Nephila clavata Joro spider
Credit: Hanstography / Getty Images

Joro spiders are not harmful.

Joros are causing alarm because of their size, their numbers, and the fact that they are a non-native species. Also, they look like a Halloween decoration come to life. But don't worry; they're not harmful to people, says Richard Hoebeke, associate curator of the arthropod collection at University of Georgia's Museum of Natural History and researcher in the university's entomology department.

All spiders have venom to subdue and digest their prey, but the Joro's venom isn't particularly toxic, unless you're allergic to spiders. Joros are not aggressive, either. "Unless you faceplant into their webs, they won't bother you," Hoebeke says. "When a human comes around, they try to get out of the way."
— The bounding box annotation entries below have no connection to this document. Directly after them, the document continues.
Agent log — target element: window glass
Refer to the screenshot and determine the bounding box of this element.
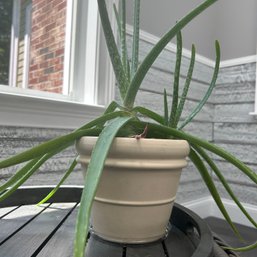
[0,0,67,94]
[0,0,13,85]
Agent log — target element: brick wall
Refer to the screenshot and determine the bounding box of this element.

Joro spiders eat bad bugs.

Joros also appear to be acting as a beneficial insect. They're chowing down on brown marmorated stink bugs, a serious agricultural pest that native spiders won't eat, says Hobecke. "They're good predators. They will feed on insects you don't want around like yellow jackets, stink bugs, and mosquitoes." And they don't appear to be displacing any native spiders, he says.

The first confirmed sighting of a Joro spider in North America was in Georgia in 2013. The spider has since spread across the state and has been reported in the neighboring Carolinas. "I strongly suspect they're elsewhere and we just haven't heard about them yet," Hoebeke says. This year, the population of Joros has exploded in Georgia, with many people reporting dozens of Joro spider webs at their homes.
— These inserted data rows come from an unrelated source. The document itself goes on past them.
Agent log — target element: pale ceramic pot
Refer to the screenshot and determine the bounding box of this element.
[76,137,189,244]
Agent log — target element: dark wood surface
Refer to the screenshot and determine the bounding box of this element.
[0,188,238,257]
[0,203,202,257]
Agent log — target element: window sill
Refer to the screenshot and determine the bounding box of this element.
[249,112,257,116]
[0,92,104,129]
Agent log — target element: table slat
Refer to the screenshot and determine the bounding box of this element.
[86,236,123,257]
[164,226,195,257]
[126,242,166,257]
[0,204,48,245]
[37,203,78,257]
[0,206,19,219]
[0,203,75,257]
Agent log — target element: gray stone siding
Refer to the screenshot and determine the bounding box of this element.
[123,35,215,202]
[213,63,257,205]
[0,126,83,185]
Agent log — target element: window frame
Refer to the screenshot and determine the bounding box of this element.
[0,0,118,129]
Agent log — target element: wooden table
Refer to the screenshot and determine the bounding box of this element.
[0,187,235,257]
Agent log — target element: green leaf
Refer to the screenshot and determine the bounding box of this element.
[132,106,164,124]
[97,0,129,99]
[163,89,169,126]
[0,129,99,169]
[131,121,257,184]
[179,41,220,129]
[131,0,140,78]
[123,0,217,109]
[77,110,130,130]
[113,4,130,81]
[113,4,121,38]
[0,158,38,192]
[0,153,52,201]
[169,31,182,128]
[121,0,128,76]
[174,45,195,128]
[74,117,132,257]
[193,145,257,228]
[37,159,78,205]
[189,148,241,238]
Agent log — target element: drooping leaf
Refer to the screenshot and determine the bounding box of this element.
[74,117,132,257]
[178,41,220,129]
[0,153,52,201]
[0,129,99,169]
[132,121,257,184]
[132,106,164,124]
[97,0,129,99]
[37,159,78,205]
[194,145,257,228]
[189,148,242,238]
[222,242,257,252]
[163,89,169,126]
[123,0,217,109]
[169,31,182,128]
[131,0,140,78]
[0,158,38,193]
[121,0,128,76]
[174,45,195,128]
Joro spiders will probably spread.

It's likely the spiders will spread beyond the Deep South to other parts of the country, Hoebeke says, because Joros' eggs can survive cold temperatures of more northern climates. The spiders are also really good at spreading. Joros can hitch a ride on almost anything; a car bumper or cargo container. And they can lay their eggs on anything from a tree limb to outdoor furniture. The spiders also spread by ballooning, when they spin silk threads designed to catch a breeze and transport them on wind power. Joros can travel 50 to 100 miles that way.
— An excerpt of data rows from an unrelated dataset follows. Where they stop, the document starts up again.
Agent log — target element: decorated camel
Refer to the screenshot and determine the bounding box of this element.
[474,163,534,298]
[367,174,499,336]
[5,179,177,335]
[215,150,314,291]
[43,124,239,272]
Joro spiders hatch in the spring out of sacs that contain hundreds of eggs. They grow to maturity over the summer and by early fall, they're adult-size and weaving webs everywhere you look. The females are larger, about three inches across. You'll see a female in the web she spins, sharing the space with one or more smaller male spiders that are her mates. The adults die off in the first frost of the season, so by late November they're pretty much gone, leaving only their egg sacs behind.

You can help UGA entomologists track the spiders' spread and habits by sending in a photo of any Joros you see, making sure to include the date and location. And remember, "They suppress pests naturally, without pesticides," says Hoebeke. "Having a bunch of them around is good."